Oleh : Muhammad
Rahman Athian, S.Pd., M.Sn*
Rembang
merupakan sebuah kota tempat berjayanya R.A Kartini, meski bukan tanah
kelahirannya. Sebuah tempat dimana ia sering menelurkan pemikiran –
pemikirannya yang memajukan perkembangan pendidikan anak-anak di Indonesia,
terutama perempuan. Daya juang Kartini yang gigih berdampak pada peran seorang
perempuan di Indonesia tidak berbatas pada sebuah pemikiran kolot yaitu
“perempuan hanya berakhir di dapur setelah menikah”. Dalam rangka memperingati hari
Kartini kota Rembang mengadakan berbagai rentetan kegiatan, salah satunya
adalah pameran Femalektika.
Female
dan Dialektika
Pameran dua
dimensi Femalektika ini merupakan abstraksi dari Female dan Dialektika. Female merupakan sebuah kata dari bahasa
Inggris yang berarti perempuan, kemudian diartikan oleh Carrie L. Buist sebagai
seorang yang menghasilkan ovum. Sedangkan jika dilihat melalui gen dan sifat
orang tersebut memiliki sifat dominan feminin, feminin adalah sebuah tanda-tanda
dan perilaku yang umumnya dimiliki seorang perempuan. Kemudian bagi mereka yang
memperjuangkan perempuan dan hak-hak serta menganggap kesetaraan dan bahkan
menginginkan lebih dominasi yang lebih seringkali dikatakan sebagai feminis.
Sedangkan
Dialektika adalah sebuah metoda yang digunakan oleh Hegel dalam memahami
realitas sebagai perjalanan menuju kesempurnaan. Hegel membagi tahapan
kesempurnaan dalam sebuah dialektika menjadi tiga bagian, yang pertama Tesis,
Antitesis dan Sintesis atau yang lebih dikenal dengan “The Theory of the Union of opposites” (teori tentang persatuan
hal-hal yang bertentangan). Misalkan ada seorang perempuan mengatakan “saya
adalah seorang ibu” maka hal itu adalah sebuah tesis atau pernyataan dimana
seorang mengatakan dirinya sebagai ibu. Namun menurut Hegel hal ini belum
sepenuhnya merupakan pernyataan yang sempurna karena dia tidak memiliki
antitesis yaitu seorang anak yang mengatakan bahwa “saya adalah anak dari ibu
tersebut” sehingga pernyataan tersebut menjadi sintesis atau kalimat yang utuh.
Paradoksal
pemikiran perempuan inilah yang seringkali membuat kaum perempuan menjadi
seorang yang justru paling sempurna dalam berfikir. Karena perempuan melibatkan
perasaan sebagai tesis dan logikanya sebagai antitesis untuk membuat kesimpulan
atau sintesis yang menurutnya benar. Namun demikian, seringkali pergelutan
antara tesis dan antitesis yang dimiliki tidak sering pula menimbulkan konflik
psikologis dan akhirnya menjadi sebuah tabiat meski sebenarnya keputusan
sintesisnya belum tentu tepat jika dinilai dalam sebuh struktur nilai.

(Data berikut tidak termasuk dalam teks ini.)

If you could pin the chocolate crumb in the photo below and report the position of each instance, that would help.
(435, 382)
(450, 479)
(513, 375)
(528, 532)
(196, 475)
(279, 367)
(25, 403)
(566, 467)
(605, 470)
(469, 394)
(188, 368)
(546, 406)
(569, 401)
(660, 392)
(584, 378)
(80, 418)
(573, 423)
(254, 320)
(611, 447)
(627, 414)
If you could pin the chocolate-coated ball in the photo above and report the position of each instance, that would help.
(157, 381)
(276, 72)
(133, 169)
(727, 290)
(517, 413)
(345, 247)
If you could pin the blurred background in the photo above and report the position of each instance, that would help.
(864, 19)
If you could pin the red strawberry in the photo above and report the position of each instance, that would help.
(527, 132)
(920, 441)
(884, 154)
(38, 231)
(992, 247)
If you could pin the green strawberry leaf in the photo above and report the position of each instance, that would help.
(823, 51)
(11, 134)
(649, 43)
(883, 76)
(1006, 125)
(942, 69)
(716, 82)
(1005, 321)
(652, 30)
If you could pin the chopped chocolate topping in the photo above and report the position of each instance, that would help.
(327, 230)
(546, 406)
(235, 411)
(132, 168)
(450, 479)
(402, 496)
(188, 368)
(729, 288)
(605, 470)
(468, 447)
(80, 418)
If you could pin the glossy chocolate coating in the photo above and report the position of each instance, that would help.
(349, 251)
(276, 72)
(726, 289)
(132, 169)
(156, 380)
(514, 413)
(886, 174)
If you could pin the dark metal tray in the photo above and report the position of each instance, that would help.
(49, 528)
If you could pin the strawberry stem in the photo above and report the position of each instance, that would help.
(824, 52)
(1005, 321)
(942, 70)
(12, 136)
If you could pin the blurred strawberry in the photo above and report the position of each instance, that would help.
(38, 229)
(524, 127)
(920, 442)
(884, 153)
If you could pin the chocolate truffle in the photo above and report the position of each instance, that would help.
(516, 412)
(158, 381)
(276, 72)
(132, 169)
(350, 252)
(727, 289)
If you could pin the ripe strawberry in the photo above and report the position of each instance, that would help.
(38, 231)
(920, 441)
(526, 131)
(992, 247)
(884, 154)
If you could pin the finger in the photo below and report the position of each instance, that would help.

Karya Monika Ary salah satu perupa perempuan yang turut berpartisipasi pada pameran Femalektik
Berhubungan
dengan R.A Kartini, pameran yang dihadiri oleh lebih dari 40 perupa ini
memperlihatkan sebuah pergerakan R.A Kartini dengan menggunakan konsepsi
pemikiran sebuah titik tolak yang mengupas dialektika kaum perempuan yang
seringkali dianggap lemah, padahal memiliki imbas yang paling kuat. Pemikirannya
sering dianggap tidak masuk akal padahal memiliki paradoks yang justru sangat
masuk akal dan membangun. Serta para perempuan yang berusaha mengubah dunia ini
dengan cara mereka sendiri, seringkali mengesampingkan pikiran pengangkatan
jasa pada dirinya untuk tujuan kekusasaan. Perempuan cukup bahagia dihargai
hanya menjadi ibu, yang mengayomi bukan sebagai dewi yang mendominasi.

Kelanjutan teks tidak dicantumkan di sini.